Extraits de La percussion pour les Nuls par le professeur Triolet


Maracas:  Quenouilles que l'on secoue comme des idiophones pour en extraire les graines. Tenues à l'envers, elles portent le nom de sacaram.

Triangle: Originaire des Bermudes où il fut conçu par Pythagore, c'est le plus petit idiophone de l'orchestre et cependant la terreur des potaches.
Il est également l'inventeur de la corde tendue ou hypoténuse qui fait partie des cordophones et non pas des percussions.

Claves: Grosses clavettes utilisées pour jouer la clave et tenues fermement en main contrairement aux chevillettes qui choient ou qui cherront. (Voir Chaperon Rouge)

Vibraphone: xylophone dont le xyloto est remplacé par un vibrato.

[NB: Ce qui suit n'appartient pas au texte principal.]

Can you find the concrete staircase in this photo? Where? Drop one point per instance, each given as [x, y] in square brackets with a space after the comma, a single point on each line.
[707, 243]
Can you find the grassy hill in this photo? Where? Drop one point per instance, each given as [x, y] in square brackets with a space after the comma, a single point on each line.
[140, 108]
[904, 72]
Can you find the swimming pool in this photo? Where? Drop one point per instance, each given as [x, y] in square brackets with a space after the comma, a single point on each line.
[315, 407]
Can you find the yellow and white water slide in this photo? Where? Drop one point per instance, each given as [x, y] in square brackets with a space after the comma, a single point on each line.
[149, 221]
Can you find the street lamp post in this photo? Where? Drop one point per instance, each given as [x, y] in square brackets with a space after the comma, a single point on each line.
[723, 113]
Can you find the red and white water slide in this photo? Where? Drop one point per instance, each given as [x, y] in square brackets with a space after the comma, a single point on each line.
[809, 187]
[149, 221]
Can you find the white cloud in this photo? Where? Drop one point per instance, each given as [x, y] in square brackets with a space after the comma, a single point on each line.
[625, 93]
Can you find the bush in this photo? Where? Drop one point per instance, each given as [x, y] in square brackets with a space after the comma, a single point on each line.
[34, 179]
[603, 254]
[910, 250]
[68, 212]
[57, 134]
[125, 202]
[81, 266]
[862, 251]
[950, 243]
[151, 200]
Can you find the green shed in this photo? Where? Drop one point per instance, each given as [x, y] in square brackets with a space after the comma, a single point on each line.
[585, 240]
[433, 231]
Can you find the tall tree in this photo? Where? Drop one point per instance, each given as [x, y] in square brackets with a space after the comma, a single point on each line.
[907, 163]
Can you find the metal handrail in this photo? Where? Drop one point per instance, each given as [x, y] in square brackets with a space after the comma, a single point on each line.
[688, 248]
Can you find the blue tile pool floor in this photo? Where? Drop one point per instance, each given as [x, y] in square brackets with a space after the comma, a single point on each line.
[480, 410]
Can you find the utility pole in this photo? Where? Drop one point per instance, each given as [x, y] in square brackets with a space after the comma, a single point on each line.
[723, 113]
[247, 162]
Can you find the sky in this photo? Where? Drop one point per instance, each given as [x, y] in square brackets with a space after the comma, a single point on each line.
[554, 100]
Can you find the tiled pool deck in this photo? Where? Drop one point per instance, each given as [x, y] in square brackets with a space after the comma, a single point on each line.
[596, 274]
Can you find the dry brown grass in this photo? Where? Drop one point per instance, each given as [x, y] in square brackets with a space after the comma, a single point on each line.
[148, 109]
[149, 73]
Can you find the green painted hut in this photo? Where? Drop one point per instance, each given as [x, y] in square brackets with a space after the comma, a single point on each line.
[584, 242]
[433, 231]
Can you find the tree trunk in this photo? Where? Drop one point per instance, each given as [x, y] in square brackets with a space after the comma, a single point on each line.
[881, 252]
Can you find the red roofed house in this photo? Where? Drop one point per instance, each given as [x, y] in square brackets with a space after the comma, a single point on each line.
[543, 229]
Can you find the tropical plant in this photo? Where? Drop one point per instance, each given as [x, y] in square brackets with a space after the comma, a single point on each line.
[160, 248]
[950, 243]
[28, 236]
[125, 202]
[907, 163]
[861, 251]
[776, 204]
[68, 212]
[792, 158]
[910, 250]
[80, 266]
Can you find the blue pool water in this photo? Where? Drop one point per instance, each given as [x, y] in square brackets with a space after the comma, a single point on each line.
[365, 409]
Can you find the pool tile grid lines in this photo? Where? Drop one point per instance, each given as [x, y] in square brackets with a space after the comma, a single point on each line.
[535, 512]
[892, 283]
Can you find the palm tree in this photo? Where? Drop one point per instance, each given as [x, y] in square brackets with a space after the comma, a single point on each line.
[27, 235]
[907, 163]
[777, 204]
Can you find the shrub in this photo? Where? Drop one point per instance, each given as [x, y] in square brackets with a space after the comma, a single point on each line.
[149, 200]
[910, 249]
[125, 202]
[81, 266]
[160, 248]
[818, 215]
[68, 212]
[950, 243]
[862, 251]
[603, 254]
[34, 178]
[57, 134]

On dit d'ailleurs que dès 1930 Lionel Hampton vibra tôt.

Cymbales: Eléments de la batterie de cuisine encore appelés couvercles, elles permettent de jouer comme une casserole.
Elle porte le nom charmant de charleston lorsqu'elle est agitée par une pédale.

Tam-tam: Son produit par l'écho d'un vieux gong qui fait Tam.
Le vieux gong qui fait Pouet produit également des Pouet-pouet appelés claque-son.

Mailloche: Dès 1930, celle de Lionel Hampton vibra tôt. (Voir vibraphone)
Utilisée pour battre le rythme et accessoirement les jaunes d'oeuf, d'où l'expression "Passe-moi la mailloche"

Xylophone: vibraphone dont le vibrato est remplacé par un xyloto.
Très populaire dans les bals où il porte le nom de balafon ou baladonf.

Congas: De la famille des fûts elles se reproduisent dans les caves et vont du supertumbas au quinto en passant par le fameux ricardo qu'on sert toujours bien frais.

Timbale: Chaudron à déconfiture utilisé par Beethoven dans le deuxième mouvement de sa neuvième symphonie et aujourd'hui très recherché pour son cuivre.
Proche de la cymbale par le nom et aussi par la pédale qui lui tire la peau.